Table display error

PHP
1

Hello All,

I have made a page with a search bar. It searches for keywords from three columns in a table. Now the problem I am facing is, I want the table to appear after I search for a keyword. But what is happening is, the header of the table, is coming before the submission itself. And along with it, I get a notice and warning.

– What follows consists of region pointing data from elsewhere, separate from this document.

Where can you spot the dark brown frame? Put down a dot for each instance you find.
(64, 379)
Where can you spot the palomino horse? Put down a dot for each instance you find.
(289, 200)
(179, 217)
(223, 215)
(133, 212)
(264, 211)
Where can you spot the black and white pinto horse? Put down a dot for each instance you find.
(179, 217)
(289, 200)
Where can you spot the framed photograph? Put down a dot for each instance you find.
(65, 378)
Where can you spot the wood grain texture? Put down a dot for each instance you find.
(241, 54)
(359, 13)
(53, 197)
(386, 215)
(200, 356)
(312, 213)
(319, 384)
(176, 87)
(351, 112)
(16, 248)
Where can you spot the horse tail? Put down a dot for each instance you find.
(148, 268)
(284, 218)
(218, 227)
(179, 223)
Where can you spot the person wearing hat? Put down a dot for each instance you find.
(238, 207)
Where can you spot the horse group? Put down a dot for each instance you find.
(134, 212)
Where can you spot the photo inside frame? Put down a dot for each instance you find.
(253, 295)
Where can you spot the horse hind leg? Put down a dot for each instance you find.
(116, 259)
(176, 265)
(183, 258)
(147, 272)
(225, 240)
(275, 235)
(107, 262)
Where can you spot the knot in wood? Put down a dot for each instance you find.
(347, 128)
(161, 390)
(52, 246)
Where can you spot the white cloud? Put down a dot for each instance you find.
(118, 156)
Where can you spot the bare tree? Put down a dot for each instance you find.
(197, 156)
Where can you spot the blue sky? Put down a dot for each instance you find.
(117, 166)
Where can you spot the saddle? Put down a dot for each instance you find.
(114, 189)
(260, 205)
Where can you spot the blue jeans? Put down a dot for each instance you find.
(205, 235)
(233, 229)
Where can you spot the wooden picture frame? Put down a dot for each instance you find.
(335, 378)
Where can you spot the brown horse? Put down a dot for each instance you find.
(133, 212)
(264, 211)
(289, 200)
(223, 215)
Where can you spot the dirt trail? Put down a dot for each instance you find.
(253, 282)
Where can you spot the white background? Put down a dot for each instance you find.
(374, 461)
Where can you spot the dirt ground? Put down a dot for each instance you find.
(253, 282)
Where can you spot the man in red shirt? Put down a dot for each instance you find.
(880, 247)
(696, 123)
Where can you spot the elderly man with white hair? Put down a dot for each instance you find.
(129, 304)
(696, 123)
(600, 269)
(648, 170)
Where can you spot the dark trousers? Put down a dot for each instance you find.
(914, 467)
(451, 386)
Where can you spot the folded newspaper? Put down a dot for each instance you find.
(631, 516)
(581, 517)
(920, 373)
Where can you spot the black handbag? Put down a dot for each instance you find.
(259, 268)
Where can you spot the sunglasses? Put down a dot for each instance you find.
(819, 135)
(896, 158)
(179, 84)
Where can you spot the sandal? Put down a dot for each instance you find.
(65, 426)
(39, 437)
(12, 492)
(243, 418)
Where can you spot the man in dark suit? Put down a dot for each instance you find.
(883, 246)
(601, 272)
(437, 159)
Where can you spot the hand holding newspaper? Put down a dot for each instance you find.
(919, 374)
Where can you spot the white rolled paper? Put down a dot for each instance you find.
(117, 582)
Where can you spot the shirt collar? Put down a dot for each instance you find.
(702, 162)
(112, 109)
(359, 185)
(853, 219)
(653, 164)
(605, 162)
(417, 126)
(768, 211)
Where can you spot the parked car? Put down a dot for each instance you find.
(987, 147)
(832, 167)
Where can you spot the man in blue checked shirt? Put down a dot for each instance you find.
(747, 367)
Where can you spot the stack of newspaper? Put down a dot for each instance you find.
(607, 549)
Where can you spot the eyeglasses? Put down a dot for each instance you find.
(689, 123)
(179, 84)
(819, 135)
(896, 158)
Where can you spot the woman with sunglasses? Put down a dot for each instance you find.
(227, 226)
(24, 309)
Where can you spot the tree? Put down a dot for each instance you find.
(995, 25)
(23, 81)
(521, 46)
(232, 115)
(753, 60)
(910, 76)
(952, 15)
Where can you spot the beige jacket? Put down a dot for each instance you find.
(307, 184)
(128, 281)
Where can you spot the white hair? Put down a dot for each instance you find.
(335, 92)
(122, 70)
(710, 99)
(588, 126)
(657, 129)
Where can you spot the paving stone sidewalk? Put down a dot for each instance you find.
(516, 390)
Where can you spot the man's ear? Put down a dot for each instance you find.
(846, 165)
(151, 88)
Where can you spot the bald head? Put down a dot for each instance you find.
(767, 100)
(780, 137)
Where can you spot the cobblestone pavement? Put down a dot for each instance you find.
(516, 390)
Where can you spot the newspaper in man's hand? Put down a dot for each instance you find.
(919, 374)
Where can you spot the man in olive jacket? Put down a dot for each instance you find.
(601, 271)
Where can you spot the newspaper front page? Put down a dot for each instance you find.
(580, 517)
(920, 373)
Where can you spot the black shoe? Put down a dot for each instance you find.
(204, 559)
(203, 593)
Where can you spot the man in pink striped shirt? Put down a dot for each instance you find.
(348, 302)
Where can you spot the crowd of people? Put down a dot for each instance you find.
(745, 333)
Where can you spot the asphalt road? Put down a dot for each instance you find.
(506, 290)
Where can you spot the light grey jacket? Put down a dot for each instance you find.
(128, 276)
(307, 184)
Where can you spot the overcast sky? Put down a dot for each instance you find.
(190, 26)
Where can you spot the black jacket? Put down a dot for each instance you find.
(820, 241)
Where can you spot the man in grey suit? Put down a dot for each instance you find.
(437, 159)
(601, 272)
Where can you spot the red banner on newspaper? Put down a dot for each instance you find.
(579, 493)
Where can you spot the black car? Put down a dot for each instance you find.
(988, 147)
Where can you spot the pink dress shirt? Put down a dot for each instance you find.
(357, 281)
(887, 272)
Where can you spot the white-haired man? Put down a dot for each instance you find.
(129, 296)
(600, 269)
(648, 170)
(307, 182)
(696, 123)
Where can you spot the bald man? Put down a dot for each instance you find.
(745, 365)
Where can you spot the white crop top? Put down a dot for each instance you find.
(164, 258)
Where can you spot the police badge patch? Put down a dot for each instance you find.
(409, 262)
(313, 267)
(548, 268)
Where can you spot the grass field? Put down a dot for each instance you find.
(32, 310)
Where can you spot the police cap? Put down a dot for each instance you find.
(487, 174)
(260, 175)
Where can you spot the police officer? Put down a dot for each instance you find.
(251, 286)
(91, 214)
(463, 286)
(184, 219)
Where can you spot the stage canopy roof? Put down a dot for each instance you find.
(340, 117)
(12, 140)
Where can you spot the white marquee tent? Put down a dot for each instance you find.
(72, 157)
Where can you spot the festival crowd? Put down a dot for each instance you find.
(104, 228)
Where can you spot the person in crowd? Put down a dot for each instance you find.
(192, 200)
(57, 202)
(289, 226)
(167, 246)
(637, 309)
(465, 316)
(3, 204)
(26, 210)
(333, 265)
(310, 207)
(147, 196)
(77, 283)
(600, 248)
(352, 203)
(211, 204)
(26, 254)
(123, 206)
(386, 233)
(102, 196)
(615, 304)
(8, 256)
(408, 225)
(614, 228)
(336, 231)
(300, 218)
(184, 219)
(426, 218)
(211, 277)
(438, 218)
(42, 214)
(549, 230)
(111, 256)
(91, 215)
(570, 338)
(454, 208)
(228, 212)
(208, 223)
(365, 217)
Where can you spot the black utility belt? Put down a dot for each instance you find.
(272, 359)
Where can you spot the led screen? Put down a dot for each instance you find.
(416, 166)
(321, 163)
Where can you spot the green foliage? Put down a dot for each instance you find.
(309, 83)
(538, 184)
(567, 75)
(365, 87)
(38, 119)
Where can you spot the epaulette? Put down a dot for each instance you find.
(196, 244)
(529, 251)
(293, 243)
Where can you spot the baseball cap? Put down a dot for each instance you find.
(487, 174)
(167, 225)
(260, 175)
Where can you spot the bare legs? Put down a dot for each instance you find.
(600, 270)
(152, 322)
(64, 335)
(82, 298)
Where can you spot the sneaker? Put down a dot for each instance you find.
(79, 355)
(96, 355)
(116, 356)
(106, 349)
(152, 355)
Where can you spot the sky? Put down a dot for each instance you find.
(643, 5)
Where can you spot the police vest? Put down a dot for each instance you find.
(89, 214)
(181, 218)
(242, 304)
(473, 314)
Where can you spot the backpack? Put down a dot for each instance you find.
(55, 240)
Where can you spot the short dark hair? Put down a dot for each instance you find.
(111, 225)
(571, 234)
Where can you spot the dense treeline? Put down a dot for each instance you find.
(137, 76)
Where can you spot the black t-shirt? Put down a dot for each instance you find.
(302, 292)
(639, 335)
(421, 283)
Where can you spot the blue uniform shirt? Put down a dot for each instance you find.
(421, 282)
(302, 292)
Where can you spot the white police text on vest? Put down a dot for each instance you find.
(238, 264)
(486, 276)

Notice: Undefined variable: result in C:\xampp\htdocs\sdis\data\search-2d-data.php on line 35
Warning: mysql_fetch_array() expects parameter 1 to be resource, null given in C:\xampp\htdocs\sdis\data\search-2d-data.php on line 35

Here is my code, can someone please help me.


<?php
  include $_SERVER["DOCUMENT_ROOT"].'/sdis/core/init.php';
  include $_SERVER["DOCUMENT_ROOT"].'/sdis/includes/overall/header.php';
  if(isset($_POST['search'])===true){
  	$search=$_POST['search'];
$query = "SELECT * FROM `2d_raw_data` WHERE `basin` LIKE '%".$search."%' OR `area` LIKE '%".$search."%' OR `block` LIKE '%".$search."%'";
  $result=mysql_query($query);
}
?>

<form id="form1" name="form1" method="post" action="">
<h2><center>Search 2D Data</center></h2>
<input type="text" class="form-control" name="search" required/><br/>
<center><button class="btn btn-lg btn-primary" type="submit" value="Search">Search</button></center><br/>
</form><br/><br/>


<table width="100%" border="1" cellspacing="1" cellpadding="0">
<tr>
<td>
<table width="100%" border="1" cellspacing="1" cellpadding="3">
<tr>
<td colspan="50"><strong><center>2D Data</center></strong> </td>
</tr>

<tr>
<td align="center"><strong>Basin</strong></td>
<td align="center"><strong>Area</strong></td>
<td align="center"><strong>Block</strong></td>


</tr>

<?php
while($rows=mysql_fetch_array($result)){
?>
<tr>
<td><?php echo $rows['basin']; ?></td>
<td><?php echo $rows['area']; ?></td>
<td><?php echo $rows['block']; ?></td>
</tr>

<?php
}
?>

</table>
</td>
</tr>
</table>

<?php include $_SERVER["DOCUMENT_ROOT"].'/sdis/includes/overall/footer.php'; ?>
2

I think that means the query is returning zero results.

Also you should not be using the mysql_* functions as they are depreciated. More information http://www.php.net/manual/en/intro.mysql.php

3

Yes, the query isn’t returning anything useful for some reason.

I’m assuming the connection code is in the included (maybe require would be better here?) “init.php” file?

You could do 2 things that should help you troubleshoot.
You could echo out the query to make sure it looks like what you expect it to.
You can add an “or die mysql_error()” to the line that runs the query.

  • though using mysqli would be better - you should change over now while working on the code IMHO
4

If you are saying that when the page is initially loaded up the table header is appearing, then var_dump($_POST[‘search’]) and see what is causing that condition to fail.


  if(isset($_POST['search'])===true)

BTW, as that is checking if the anything has been typed in the search box, why not test for something a bit more useful.


  if(strlen($_POST['search']) > 2)

At least here you are getting 3 chars and your search has got a bit of a chance of working …

The error is caused because you have no conditional (if) check where you loop through any potential results - so it is trying to loop through a non-existent result set.